The global Islamic finance industry is growing rapidly. By 2026, total Sharia-compliant assets are expected to grow from US$3.9 trillion to US$5.95 trillion, according to a recent State of Global Islamic Economy report.
Different from conventional banking, Islamic finance is a way of banking, lending and investing that follows Sharia, or Islamic law. Investors are prohibited from investing in companies that engage in ‘forbidden’ activities – such as those connected with alcohol, pork-related products, tobacco, gambling, or sale of arms, for example. It also bans interest on loans, viewing lending as a relationship that unfairly favours the lender.
Widely viewed as an alternative and ethical approach to banking, Islamic finance represents just one percent of global financial assets worldwide. Despite this, it’s currently expanding much quicker than conventional finance with a compound annual growth rate of nine percent.
In the Western world, Islamic Finance is also experiencing a surge of interest among students. “Islamic finance has seen growing popularity and interest, particularly at the higher education levels, such as Advanced Master’s programmes, Honours, and PhD research,” says Dr Anas Iqtait, a Senior Lecturer in economics and political economy at the Australian National University’s (ANU) Centre for Arab and Islamic Studies.
“The sector is expanding rapidly, particularly in the Asia-Pacific region and the Gulf, creating demand for professionals with specialised knowledge,” he adds. This expansion, he says, is driven by both market expansion and regulatory developments.
Expanding Islamic finance career options
At ANU, students are offered several modules in Islamic finance, including Islamic Economies in Practice and Islamic Banking. Interestingly, most enrolments on these courses come from non-Muslim students, Dr Iqtait tells QS Insights Magazine.
“There is a growing number of students from diverse academic and professional backgrounds, not just those with prior exposure to Islamic studies or finance,” he reveals. “Many are drawn by the expanding career opportunities in the field, particularly as Islamic finance gains mainstream recognition in Australia and global financial markets.”

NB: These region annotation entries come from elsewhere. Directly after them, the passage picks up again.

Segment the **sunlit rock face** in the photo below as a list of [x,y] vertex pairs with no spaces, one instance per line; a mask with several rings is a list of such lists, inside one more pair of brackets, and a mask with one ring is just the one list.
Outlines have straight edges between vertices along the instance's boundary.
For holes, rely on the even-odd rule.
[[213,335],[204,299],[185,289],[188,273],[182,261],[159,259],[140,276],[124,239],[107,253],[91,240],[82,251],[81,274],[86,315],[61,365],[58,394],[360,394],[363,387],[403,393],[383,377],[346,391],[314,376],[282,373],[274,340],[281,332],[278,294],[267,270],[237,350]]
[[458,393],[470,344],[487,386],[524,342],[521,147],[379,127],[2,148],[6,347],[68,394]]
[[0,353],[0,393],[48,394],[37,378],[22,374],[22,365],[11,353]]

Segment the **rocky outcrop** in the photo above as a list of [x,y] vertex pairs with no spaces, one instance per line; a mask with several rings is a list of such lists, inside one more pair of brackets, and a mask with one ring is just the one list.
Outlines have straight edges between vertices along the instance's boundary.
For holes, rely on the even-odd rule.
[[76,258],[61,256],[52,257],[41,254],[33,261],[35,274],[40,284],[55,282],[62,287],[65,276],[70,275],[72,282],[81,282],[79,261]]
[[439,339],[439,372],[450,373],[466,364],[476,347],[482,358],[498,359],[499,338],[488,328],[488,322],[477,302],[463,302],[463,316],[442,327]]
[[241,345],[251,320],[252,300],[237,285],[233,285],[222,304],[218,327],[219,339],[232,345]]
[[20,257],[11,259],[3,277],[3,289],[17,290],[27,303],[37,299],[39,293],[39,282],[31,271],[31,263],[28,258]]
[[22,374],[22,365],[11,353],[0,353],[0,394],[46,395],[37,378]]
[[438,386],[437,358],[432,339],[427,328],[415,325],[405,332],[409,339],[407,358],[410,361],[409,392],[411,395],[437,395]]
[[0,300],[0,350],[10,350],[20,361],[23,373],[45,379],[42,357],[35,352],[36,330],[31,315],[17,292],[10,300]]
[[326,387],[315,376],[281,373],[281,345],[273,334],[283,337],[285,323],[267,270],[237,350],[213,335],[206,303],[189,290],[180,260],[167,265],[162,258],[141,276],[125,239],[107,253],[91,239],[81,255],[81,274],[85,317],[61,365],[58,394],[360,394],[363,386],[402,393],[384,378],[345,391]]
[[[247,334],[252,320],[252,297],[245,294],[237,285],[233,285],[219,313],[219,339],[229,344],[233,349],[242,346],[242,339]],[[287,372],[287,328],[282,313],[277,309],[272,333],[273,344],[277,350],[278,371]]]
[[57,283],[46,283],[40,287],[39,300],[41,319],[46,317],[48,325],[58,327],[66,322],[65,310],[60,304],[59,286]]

Islamic finance is also broadening its client base in Australia – not only to a growing Muslim population but also catering to non-Muslim clients interested in ethical finance and alternative financial models. This, Dr Iqait believes, is making the study of Islamic finance even more attractive to students seeking to enhance their understanding and take advantage of the expanding career opportunities in the field.
As ethical investment and Sharia-compliant finance are becoming more mainstream, interest has surged among these students looking to broaden their expertise in ethical and alternative financial systems, as well as those considering careers in banking, asset management, fintech and regulatory sectors.
The growth of Islamic finance is evident even within conventional banking. “Conventional banks, investment firms, and fintech companies are now seeking professionals with knowledge of Islamic financial principles to tap into new markets and diversify their service offerings,” explains Dr Iqait.
In Germany, the Frankfurt School of Finance and Management attracts a diverse range of students to its Certified Expert in Islamic Microfinance course. “We have had students from around 20 countries,” says Dr Mohammed R. Kroessin, a lecturer on the course and Head of Islamic Relief’s Global Islamic Microfinance Unit.
Islamic microfinance is still a relatively young sector but is gaining significant traction, including support from UN agencies. Its appeal extends beyond the Muslim world, Dr Kroessin reveals, as profit-and-loss sharing offers stability during economic uncertainty and interest rate changes.
Financial exclusion remains high in the Muslim world, with many individuals avoiding interest-bearing loans for faith-based reasons. Frankfurt’s Islamic microfinance graduates play a key role in addressing this challenge, with many of them working in the development sector. Many come from government agencies such as central banks and finance ministries, as well as NGOs, UN agencies, and financial service providers, helping to expand ethical financial services.